The Trump administration is making a push to combat shareholder climate change advocacy as part of an effort to break barriers to fossil fuel use and development.
President Trump issued an executive order Wednesday primarily designed to curb states’ power to block pipelines and other energy infrastructure projects.
But it also contained a short provision requiring the Labor Department to study pension funds’ energy sector investments and to investigate whether the growing and successful shareholder campaign for pension managers to consider companies’ exposure to climate change risks is harming the economic performance of the funds.

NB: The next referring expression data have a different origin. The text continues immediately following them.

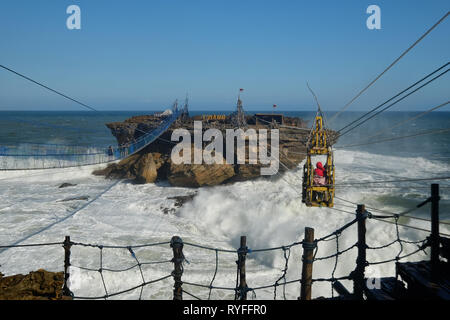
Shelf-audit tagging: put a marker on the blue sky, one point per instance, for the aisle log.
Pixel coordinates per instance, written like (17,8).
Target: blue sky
(142,55)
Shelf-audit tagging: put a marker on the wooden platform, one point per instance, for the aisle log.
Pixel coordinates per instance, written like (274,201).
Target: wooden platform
(390,289)
(417,275)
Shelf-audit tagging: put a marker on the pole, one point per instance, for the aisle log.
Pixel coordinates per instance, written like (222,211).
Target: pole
(358,280)
(67,245)
(177,246)
(308,254)
(242,254)
(435,240)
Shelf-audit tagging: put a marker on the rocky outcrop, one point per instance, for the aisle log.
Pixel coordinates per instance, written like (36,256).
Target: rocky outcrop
(141,167)
(37,285)
(154,163)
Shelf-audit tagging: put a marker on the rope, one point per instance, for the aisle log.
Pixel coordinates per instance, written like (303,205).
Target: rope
(124,291)
(389,67)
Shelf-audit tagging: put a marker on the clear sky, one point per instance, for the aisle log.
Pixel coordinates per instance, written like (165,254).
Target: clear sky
(143,54)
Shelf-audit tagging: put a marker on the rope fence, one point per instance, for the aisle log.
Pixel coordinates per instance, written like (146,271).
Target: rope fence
(308,248)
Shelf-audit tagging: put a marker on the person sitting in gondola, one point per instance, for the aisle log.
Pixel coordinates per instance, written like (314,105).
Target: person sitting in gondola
(319,180)
(319,175)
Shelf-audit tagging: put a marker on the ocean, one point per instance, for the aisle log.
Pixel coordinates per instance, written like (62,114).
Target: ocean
(268,211)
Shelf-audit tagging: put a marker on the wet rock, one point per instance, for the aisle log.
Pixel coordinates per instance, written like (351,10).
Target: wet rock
(66,184)
(84,198)
(37,285)
(181,200)
(198,175)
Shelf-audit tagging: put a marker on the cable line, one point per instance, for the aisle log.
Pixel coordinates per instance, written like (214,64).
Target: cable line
(398,138)
(376,108)
(390,66)
(48,88)
(407,120)
(392,104)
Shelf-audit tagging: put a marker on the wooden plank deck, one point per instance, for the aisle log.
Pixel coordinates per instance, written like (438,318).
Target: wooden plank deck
(390,289)
(417,275)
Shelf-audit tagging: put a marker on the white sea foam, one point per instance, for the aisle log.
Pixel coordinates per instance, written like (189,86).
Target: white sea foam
(269,212)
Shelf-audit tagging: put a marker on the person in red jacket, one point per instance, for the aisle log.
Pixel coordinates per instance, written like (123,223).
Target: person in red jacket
(319,175)
(319,180)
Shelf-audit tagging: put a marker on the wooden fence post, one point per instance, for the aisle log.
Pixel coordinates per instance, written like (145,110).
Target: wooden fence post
(307,259)
(241,294)
(67,245)
(177,246)
(358,276)
(435,239)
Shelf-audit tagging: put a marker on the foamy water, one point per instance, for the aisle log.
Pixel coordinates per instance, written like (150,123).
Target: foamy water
(269,212)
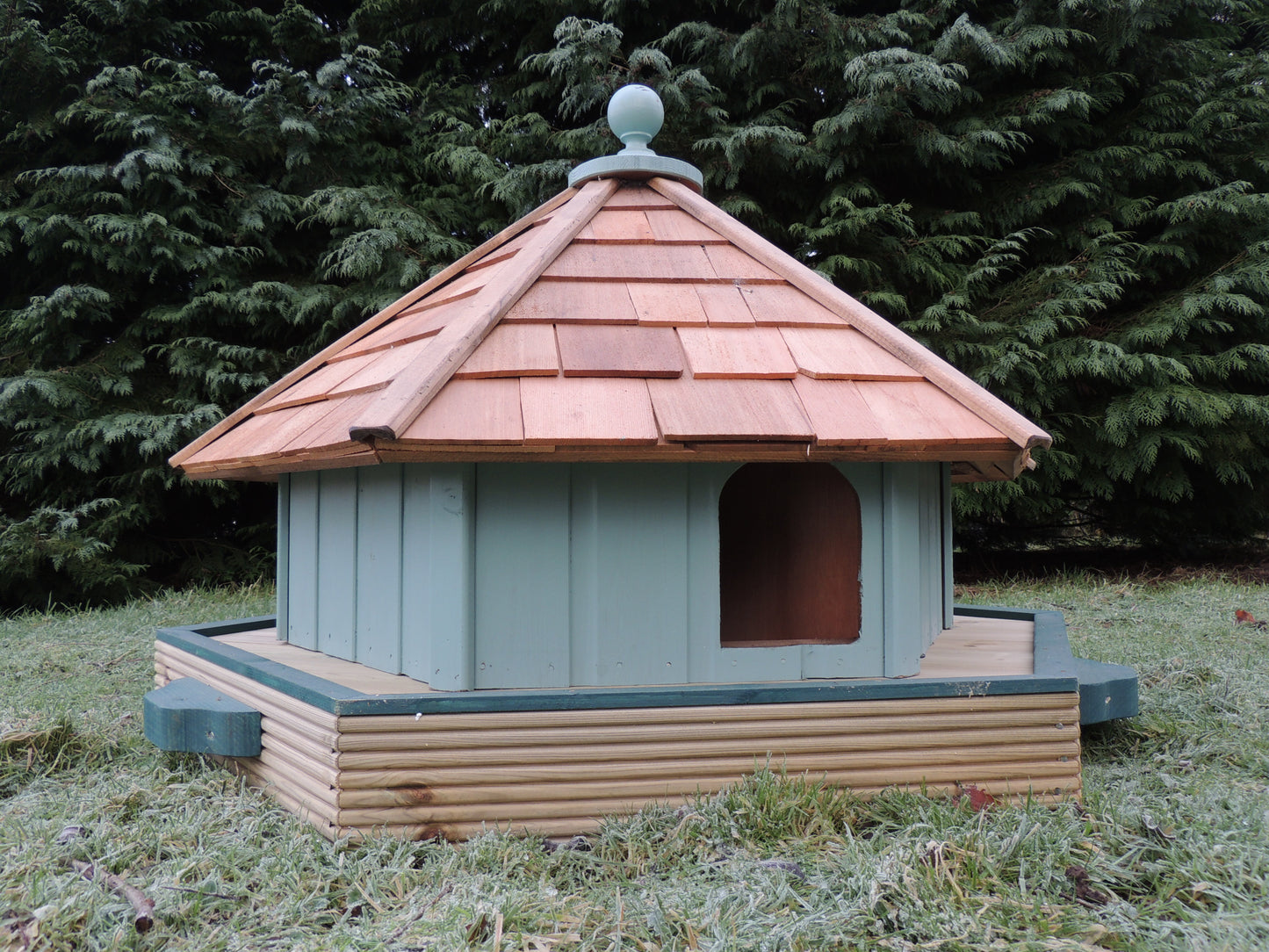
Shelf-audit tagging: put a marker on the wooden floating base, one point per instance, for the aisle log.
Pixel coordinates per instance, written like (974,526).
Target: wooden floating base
(559,769)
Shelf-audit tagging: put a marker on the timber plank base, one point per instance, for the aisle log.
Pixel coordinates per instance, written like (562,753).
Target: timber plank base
(433,763)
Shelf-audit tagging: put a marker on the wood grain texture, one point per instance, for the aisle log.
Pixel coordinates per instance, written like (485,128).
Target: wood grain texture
(673,263)
(373,324)
(786,307)
(678,227)
(513,350)
(382,368)
(1020,430)
(616,226)
(660,305)
(399,404)
(401,330)
(638,196)
(450,775)
(594,350)
(732,263)
(587,410)
(725,307)
(317,384)
(920,413)
(843,353)
(689,409)
(471,412)
(559,302)
(727,353)
(839,413)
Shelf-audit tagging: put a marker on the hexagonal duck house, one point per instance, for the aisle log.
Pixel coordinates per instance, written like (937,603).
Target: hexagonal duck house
(609,510)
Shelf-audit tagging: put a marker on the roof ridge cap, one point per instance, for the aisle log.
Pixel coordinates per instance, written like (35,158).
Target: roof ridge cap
(957,385)
(400,402)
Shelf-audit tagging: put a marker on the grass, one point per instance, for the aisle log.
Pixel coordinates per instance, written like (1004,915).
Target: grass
(1169,849)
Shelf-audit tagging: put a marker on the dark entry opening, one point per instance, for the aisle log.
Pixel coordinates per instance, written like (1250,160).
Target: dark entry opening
(790,550)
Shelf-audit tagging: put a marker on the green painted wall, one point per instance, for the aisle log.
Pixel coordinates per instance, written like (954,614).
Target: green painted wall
(501,575)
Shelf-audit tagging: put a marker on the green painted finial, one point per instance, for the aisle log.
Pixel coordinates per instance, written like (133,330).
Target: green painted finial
(635,116)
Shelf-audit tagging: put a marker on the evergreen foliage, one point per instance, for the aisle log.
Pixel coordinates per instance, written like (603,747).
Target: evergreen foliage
(1070,201)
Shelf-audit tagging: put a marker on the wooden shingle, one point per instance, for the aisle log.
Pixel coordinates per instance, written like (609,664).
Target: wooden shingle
(630,320)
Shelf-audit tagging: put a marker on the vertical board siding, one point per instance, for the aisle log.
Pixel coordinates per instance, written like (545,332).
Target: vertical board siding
(452,563)
(336,563)
(522,575)
(630,574)
(301,627)
(416,572)
(501,575)
(932,553)
(866,656)
(379,566)
(946,510)
(283,553)
(901,563)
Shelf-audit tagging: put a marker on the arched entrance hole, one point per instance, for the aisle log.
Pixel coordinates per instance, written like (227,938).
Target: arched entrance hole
(790,550)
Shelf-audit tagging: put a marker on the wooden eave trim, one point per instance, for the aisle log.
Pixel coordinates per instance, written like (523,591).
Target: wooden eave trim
(401,401)
(987,464)
(1024,433)
(373,324)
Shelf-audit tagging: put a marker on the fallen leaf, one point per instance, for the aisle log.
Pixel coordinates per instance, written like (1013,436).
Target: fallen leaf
(1165,833)
(1084,890)
(977,798)
(784,864)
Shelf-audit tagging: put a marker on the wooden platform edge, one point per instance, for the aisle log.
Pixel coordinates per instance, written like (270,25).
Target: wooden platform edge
(1055,673)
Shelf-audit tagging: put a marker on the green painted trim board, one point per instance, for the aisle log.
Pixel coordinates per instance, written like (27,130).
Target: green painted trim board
(1055,673)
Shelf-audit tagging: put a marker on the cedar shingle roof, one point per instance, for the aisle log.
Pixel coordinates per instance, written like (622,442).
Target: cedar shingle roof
(622,320)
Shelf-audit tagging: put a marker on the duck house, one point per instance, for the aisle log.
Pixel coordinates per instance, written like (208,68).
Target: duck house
(616,508)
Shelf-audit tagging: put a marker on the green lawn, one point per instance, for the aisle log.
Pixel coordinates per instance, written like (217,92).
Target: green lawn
(1169,851)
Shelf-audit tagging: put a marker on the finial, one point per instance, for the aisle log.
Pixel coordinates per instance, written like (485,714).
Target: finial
(635,116)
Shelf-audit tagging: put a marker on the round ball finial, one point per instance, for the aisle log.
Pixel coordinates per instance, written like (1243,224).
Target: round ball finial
(635,116)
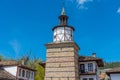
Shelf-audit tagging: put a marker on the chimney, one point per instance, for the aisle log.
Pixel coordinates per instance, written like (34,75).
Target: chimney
(94,55)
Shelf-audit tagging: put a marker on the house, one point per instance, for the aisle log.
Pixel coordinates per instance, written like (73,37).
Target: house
(88,67)
(114,73)
(62,59)
(12,70)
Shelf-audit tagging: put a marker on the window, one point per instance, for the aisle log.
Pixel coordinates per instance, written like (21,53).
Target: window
(84,78)
(23,73)
(32,75)
(82,68)
(27,74)
(19,72)
(91,79)
(90,66)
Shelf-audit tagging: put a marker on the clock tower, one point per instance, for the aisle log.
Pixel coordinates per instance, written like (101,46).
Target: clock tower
(62,53)
(63,32)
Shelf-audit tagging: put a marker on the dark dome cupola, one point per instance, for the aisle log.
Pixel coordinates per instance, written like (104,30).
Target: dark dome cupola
(63,32)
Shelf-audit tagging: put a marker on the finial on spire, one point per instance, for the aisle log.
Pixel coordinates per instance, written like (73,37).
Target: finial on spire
(63,10)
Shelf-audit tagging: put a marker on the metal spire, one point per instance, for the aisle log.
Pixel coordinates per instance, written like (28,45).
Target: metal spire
(63,11)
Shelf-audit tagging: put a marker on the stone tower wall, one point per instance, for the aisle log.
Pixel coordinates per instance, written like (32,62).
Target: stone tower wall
(62,61)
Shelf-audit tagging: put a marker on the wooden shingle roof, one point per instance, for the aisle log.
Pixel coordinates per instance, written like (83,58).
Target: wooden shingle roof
(4,75)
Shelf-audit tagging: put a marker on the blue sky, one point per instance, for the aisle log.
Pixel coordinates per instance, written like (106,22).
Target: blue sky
(27,25)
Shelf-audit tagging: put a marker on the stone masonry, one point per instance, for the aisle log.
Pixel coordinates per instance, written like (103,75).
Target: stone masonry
(62,61)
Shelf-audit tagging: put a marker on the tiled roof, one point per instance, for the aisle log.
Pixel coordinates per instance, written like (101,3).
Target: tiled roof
(114,70)
(4,75)
(13,63)
(89,58)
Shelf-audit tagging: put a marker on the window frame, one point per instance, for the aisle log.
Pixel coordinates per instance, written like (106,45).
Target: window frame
(90,67)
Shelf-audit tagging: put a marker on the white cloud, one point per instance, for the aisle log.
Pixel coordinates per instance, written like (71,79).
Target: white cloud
(15,45)
(118,11)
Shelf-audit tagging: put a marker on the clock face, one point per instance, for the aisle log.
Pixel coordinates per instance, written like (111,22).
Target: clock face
(62,34)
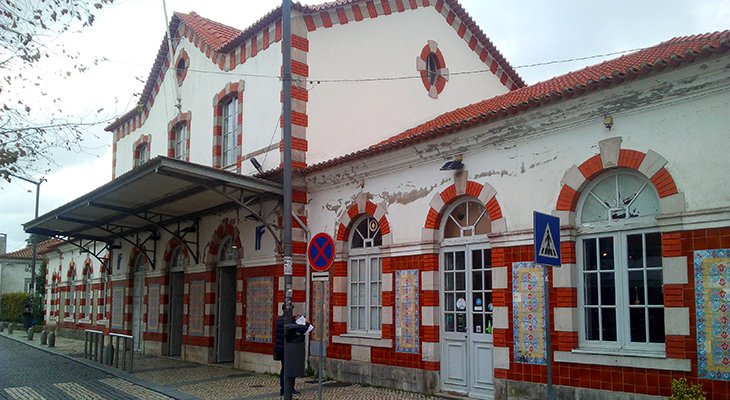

Trump also wants the Labor Department to explore whether activist investors’ so-called “environmental, social and governance efforts” emphasizing climate change risks is discouraging financing of energy projects in capital markets.
“The ‘keep it in the ground’ movement has two tools,” said Kevin Book, a managing director of the ClearView energy research group who studies oil and gas. “It’s not just cutting off pipelines. The second part is cutting off capital, either making it so capital is more expensive or discouraging capital market investments in energy producing companies. Trump’s executive order pushes back on both things.”
Trump critics say his administration’s targeting of shareholder climate change advocacy is irresponsible.
“The Trump administration’s attempt to intimidate pension funds that have decided not to invest their members’ savings in the very companies whose activities put the global economy at risk is a new low,” Sen. Sheldon Whitehouse, D-R.I., told the Washington Examiner.
Trump’s order focuses specifically on employer-sponsored retirement funds, such as 401(k) accounts and pensions, which the Labor Department is empowered to regulate under the Employee Retirement Income Security Act.
In recent years, activist shareholders have pushed for resolutions calling on major oil and companies to disclose the risk posed to their business by climate change. These shareholders argue the stocks of fossil fuel-dependent energy companies are overvalued because of climate change risk, and fossil fuel debt is risky considering the future effects of global warming and the potential of government regulation over carbon emissions.
The pressure has resulted in many companies publishing, or committing to release, reports on climate risk, and promising actions to reduce that risk.
For example, Shell recently announced it is leaving a major industry lobbying group, American Fuel & Petrochemical Manufacturers, because of the trade association’s inaction on climate policy.
Shell acted after it reached an agreement last year with activist shareholder groups to set short-term carbon emissions reduction targets.
“There is a growing number of shareholder groups asking for proxy votes where shareholders require oil-producing or coal-producing hydrocarbon-intensive companies to make decisions constraining their activities, lowering their carbon footprint, or disclosing what their climate risks are,” Book said.
Book said Trump wants the Labor Department to investigate the financial effects of pension managers, driven by shareholder pressure, prioritizing climate change concerns over profitability in making investments.
Supporters of Trump’s effort say the push to prioritize climate risk efforts runs counter to pension managers’ fiduciary obligations to employees.
“What they are doing is responding to what they and others on the center-right believe is a corporate governance shareholder process that has been hijacked to push a social and political agenda that wasn’t able to get through the halls of Congress and now is not able to come through the administrative state with Trump in charge,” said Tim Doyle, vice president of policy and general counsel at the American Council for Capital Formation. “They are putting people on notice.”
The shareholder climate disclosure effort recently suffered a setback when the Securities and Exchange Commission granted ExxonMobil’s request to dismiss an investor resolution that would have pushed the company to disclose greenhouse gas emission reduction targets aligned with the goals of the Paris climate change agreement.
The SEC agreed with Exxon’s position that the resolution would unfairly “micromanage” the oil and gas company’s affairs.
Book said that SEC decision, and Trump’s move to review shareholder climate change advocacy, could slow such efforts but “may not put the genie back in the bottle now that large energy producers have started to report climate risk.”